In fact, much of Viganò’s letter is devoted to condemning homosexuality. For example, he claims a “homosexual current in favor of subverting Catholic doctrine on homosexuality” is to blame in the church’s current crisis.

Most of the men Viganò names in his letter also happen to be his ideological opponents. Not least among them is Pope Francis himself, who in 2016 recalled Viganò to Rome, in part because he was unhappy with the nuncio’s role in arranging a 2015 meeting in Washington between Francis and Kim Davis, the former Kentucky clerk who refused to sign a marriage certificate for a same-sex couple.

Viganò also claims that McCarrick was instrumental in the selection of three influential U.S. bishops who are seen as allies of Francis, a charge that could undermine their ministries. Each of them—Cardinal Blase Cupich of Chicago, Cardinal Joseph Tobin of Newark and Bishop Robert McElroy of San Diego—released statements dismissing the letter and calling out factual inaccuracies.   

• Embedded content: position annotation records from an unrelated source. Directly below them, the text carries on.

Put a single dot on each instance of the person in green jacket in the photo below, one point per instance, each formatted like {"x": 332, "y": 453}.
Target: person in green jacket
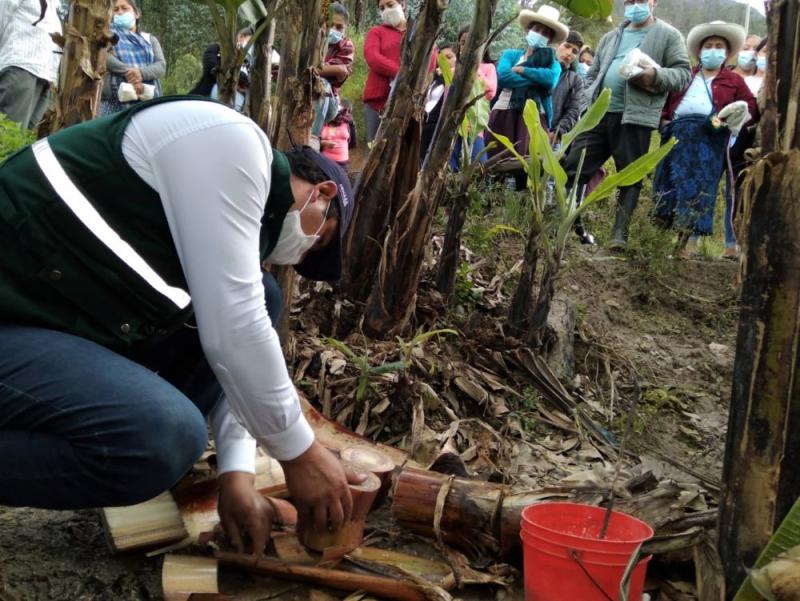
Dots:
{"x": 636, "y": 103}
{"x": 133, "y": 305}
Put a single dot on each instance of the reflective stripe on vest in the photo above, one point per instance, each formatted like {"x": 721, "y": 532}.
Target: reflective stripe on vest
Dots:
{"x": 88, "y": 215}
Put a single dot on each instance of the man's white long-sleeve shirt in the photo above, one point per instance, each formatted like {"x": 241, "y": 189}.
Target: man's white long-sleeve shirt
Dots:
{"x": 212, "y": 169}
{"x": 27, "y": 47}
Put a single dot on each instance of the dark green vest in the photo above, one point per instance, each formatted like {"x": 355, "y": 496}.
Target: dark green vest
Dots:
{"x": 55, "y": 273}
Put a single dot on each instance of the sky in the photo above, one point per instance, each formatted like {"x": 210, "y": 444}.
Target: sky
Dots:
{"x": 757, "y": 4}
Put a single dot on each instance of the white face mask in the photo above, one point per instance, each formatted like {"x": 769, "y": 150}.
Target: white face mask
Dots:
{"x": 293, "y": 242}
{"x": 393, "y": 16}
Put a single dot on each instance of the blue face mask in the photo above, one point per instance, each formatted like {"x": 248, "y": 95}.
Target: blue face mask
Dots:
{"x": 746, "y": 59}
{"x": 335, "y": 36}
{"x": 125, "y": 20}
{"x": 712, "y": 58}
{"x": 536, "y": 40}
{"x": 637, "y": 13}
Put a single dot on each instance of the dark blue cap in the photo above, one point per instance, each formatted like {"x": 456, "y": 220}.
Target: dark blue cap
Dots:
{"x": 325, "y": 264}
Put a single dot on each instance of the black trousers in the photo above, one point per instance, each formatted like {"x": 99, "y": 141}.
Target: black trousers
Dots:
{"x": 610, "y": 138}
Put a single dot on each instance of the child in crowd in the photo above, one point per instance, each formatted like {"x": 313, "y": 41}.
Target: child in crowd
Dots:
{"x": 338, "y": 136}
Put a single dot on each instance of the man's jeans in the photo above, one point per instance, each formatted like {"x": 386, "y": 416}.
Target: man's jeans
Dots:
{"x": 23, "y": 97}
{"x": 82, "y": 426}
{"x": 625, "y": 143}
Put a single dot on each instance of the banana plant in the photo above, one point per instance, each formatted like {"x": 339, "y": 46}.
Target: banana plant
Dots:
{"x": 476, "y": 117}
{"x": 366, "y": 371}
{"x": 225, "y": 16}
{"x": 776, "y": 575}
{"x": 550, "y": 230}
{"x": 407, "y": 347}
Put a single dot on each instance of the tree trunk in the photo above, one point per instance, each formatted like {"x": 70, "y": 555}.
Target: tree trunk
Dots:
{"x": 544, "y": 299}
{"x": 303, "y": 31}
{"x": 520, "y": 310}
{"x": 230, "y": 57}
{"x": 261, "y": 82}
{"x": 762, "y": 459}
{"x": 393, "y": 299}
{"x": 393, "y": 163}
{"x": 86, "y": 42}
{"x": 451, "y": 248}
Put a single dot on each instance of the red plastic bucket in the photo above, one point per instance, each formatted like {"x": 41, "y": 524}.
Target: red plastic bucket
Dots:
{"x": 564, "y": 560}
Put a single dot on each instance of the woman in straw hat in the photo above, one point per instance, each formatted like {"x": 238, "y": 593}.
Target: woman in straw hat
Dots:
{"x": 529, "y": 73}
{"x": 703, "y": 117}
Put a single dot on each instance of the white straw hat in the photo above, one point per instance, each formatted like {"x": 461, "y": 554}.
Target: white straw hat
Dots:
{"x": 547, "y": 16}
{"x": 735, "y": 35}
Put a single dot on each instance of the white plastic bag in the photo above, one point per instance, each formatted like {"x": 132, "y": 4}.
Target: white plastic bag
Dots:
{"x": 635, "y": 64}
{"x": 735, "y": 115}
{"x": 148, "y": 93}
{"x": 126, "y": 92}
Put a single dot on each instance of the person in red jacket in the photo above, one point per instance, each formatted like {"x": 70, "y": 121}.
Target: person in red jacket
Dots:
{"x": 382, "y": 52}
{"x": 704, "y": 117}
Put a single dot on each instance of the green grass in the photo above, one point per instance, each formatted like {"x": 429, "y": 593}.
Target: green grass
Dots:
{"x": 12, "y": 137}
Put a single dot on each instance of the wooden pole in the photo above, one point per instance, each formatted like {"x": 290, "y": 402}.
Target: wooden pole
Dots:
{"x": 303, "y": 31}
{"x": 380, "y": 586}
{"x": 392, "y": 166}
{"x": 762, "y": 459}
{"x": 393, "y": 298}
{"x": 86, "y": 42}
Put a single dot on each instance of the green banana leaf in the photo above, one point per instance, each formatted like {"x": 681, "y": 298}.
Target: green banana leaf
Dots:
{"x": 589, "y": 8}
{"x": 252, "y": 11}
{"x": 228, "y": 5}
{"x": 589, "y": 121}
{"x": 632, "y": 174}
{"x": 786, "y": 537}
{"x": 477, "y": 116}
{"x": 540, "y": 144}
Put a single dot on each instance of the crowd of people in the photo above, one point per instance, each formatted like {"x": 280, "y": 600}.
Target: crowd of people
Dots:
{"x": 646, "y": 63}
{"x": 135, "y": 303}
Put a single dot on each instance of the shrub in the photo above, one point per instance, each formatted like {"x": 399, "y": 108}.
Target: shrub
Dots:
{"x": 182, "y": 75}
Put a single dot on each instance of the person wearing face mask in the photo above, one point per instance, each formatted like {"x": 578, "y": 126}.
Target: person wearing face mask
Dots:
{"x": 136, "y": 61}
{"x": 382, "y": 47}
{"x": 568, "y": 97}
{"x": 207, "y": 85}
{"x": 635, "y": 110}
{"x": 703, "y": 116}
{"x": 585, "y": 61}
{"x": 746, "y": 64}
{"x": 337, "y": 67}
{"x": 134, "y": 305}
{"x": 523, "y": 74}
{"x": 29, "y": 59}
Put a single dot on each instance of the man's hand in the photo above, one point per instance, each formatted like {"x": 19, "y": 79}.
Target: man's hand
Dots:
{"x": 245, "y": 515}
{"x": 318, "y": 486}
{"x": 645, "y": 80}
{"x": 133, "y": 75}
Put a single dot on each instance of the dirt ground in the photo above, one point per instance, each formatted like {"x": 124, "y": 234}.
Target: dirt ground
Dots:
{"x": 674, "y": 327}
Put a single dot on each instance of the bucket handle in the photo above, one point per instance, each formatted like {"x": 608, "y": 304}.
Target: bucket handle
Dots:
{"x": 624, "y": 584}
{"x": 576, "y": 558}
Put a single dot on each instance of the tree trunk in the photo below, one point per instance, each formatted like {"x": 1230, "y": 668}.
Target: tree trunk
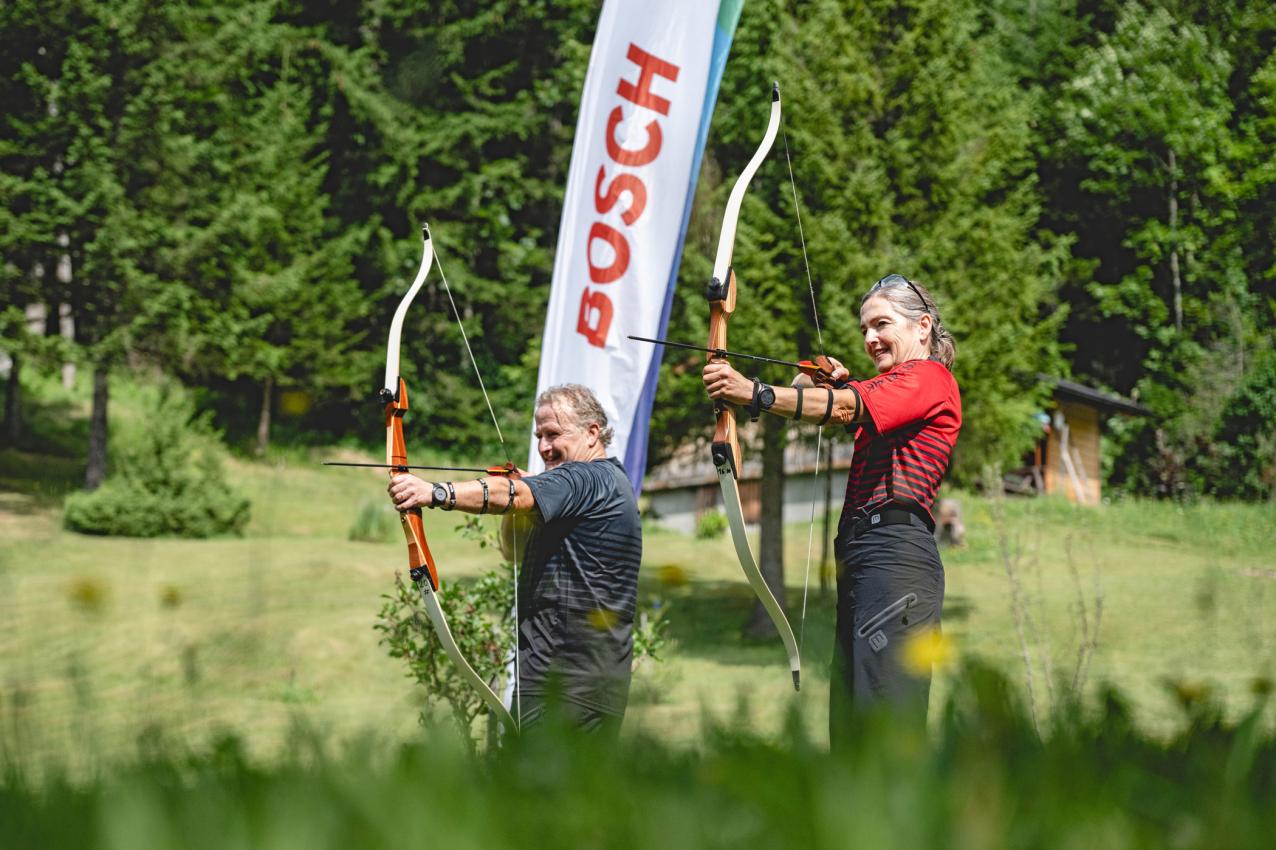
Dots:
{"x": 771, "y": 558}
{"x": 1175, "y": 278}
{"x": 263, "y": 420}
{"x": 13, "y": 401}
{"x": 95, "y": 470}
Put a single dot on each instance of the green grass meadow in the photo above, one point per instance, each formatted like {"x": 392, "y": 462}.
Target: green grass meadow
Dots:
{"x": 231, "y": 692}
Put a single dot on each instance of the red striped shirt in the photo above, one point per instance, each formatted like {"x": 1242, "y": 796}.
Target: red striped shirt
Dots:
{"x": 901, "y": 454}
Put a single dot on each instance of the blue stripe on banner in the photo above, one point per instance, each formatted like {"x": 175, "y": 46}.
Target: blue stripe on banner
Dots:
{"x": 636, "y": 452}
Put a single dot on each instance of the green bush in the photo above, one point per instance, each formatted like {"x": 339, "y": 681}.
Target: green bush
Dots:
{"x": 167, "y": 481}
{"x": 712, "y": 523}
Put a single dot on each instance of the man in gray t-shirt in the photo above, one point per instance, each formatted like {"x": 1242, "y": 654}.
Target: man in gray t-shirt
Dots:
{"x": 577, "y": 532}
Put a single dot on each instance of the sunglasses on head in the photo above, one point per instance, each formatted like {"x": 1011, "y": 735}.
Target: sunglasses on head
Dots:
{"x": 893, "y": 280}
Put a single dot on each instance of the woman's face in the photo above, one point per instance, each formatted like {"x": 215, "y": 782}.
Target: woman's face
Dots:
{"x": 891, "y": 337}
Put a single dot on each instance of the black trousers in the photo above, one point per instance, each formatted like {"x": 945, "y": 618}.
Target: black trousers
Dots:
{"x": 890, "y": 590}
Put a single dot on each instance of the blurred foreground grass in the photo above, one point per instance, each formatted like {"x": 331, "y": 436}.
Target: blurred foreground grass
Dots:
{"x": 984, "y": 779}
{"x": 102, "y": 640}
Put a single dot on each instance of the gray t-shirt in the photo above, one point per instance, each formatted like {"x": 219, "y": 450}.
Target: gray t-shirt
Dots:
{"x": 585, "y": 554}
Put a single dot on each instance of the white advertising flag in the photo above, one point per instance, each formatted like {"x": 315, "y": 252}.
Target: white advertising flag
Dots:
{"x": 648, "y": 95}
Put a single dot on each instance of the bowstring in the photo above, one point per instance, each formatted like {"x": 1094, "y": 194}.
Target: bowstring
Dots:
{"x": 504, "y": 448}
{"x": 819, "y": 429}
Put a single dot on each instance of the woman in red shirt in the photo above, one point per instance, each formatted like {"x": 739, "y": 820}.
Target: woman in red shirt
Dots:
{"x": 891, "y": 581}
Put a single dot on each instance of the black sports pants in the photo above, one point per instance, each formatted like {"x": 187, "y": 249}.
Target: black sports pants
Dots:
{"x": 890, "y": 589}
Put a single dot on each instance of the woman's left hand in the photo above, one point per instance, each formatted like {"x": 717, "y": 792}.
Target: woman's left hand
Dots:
{"x": 725, "y": 383}
{"x": 408, "y": 492}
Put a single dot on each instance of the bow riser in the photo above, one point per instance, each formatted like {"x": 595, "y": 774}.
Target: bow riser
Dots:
{"x": 726, "y": 443}
{"x": 419, "y": 558}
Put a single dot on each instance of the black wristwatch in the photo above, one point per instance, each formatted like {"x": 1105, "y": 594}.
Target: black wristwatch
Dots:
{"x": 763, "y": 397}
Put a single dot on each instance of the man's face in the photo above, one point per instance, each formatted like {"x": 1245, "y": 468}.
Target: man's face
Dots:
{"x": 559, "y": 438}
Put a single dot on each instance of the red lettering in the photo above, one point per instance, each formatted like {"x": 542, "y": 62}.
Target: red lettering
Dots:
{"x": 624, "y": 156}
{"x": 619, "y": 248}
{"x": 593, "y": 304}
{"x": 648, "y": 67}
{"x": 620, "y": 185}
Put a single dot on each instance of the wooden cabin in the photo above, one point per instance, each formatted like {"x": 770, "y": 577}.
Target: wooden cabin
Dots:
{"x": 1068, "y": 457}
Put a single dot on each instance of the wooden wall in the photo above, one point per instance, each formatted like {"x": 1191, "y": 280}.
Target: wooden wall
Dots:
{"x": 1081, "y": 426}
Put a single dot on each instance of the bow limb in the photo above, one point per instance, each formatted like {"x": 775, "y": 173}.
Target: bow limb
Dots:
{"x": 721, "y": 294}
{"x": 420, "y": 560}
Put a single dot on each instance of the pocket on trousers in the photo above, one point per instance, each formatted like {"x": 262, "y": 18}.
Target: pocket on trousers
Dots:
{"x": 875, "y": 627}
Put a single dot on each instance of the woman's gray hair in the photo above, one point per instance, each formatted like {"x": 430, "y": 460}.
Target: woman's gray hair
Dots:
{"x": 914, "y": 300}
{"x": 585, "y": 406}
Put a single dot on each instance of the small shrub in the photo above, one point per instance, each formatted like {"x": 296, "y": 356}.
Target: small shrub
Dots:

When it comes to sexual abuse, Viganò’s own record is checkered, which may undermine his claims that his conscience demanded he make these allegations against McCarrick public. In 2014, Viganò is reported to have prematurely ended an investigation into allegations that Archbishop John Nienstedt, a conservative and an outspoken critic of same-sex marriage, mishandled sex abuse allegations. During that investigation, allegations of sexual misconduct by Nienstedt himself surfaced, and there are claims that Viganò ordered that an incriminating letter be destroyed. Nonetheless, Nienstedt stepped down from his post in 2015.

The timing of the letter’s release also raised eyebrows, as it hit the Internet just hours before Pope Francis would fly from Ireland back to Rome. This meant Pope Francis would face the press during his customary in-flight press conference and that the letter’s charges would dominate the news cycle, rather than the trip itself—a striking parallel to the pope’s 2015 visit to the U.S., where news of the pope’s meeting with Davis was released just as the trip wrapped up.

When asked about the allegations during Sunday’s press conference, Francis said he would not comment. He urged journalists to look into the claims and to come to their own conclusions. But he did not rule out commenting in the future.

The allegations raised by the archbishop come at a time when confidence in Francis’ papacy appears shaky. Sexual abuse in the church is once again dominating the headlines, and the Vatican seems unable to quell criticism that it understands the gravity of the situation. But when it comes to victims themselves, some are accusing Viganò of co-opting their trauma to advance his own agenda.

As Juan Carlos Cruz, a survivor of sexual abuse by a priest in Chile, put it in a tweet on Monday, Pope Francis has work to do when it comes to holding priests and bishops accountable.

But, he asks, “where was Viganò when it came to do something for victims? He is just a fanatic who blames gays and represents ultra conservatives who want power and use survivors as their way to get it.”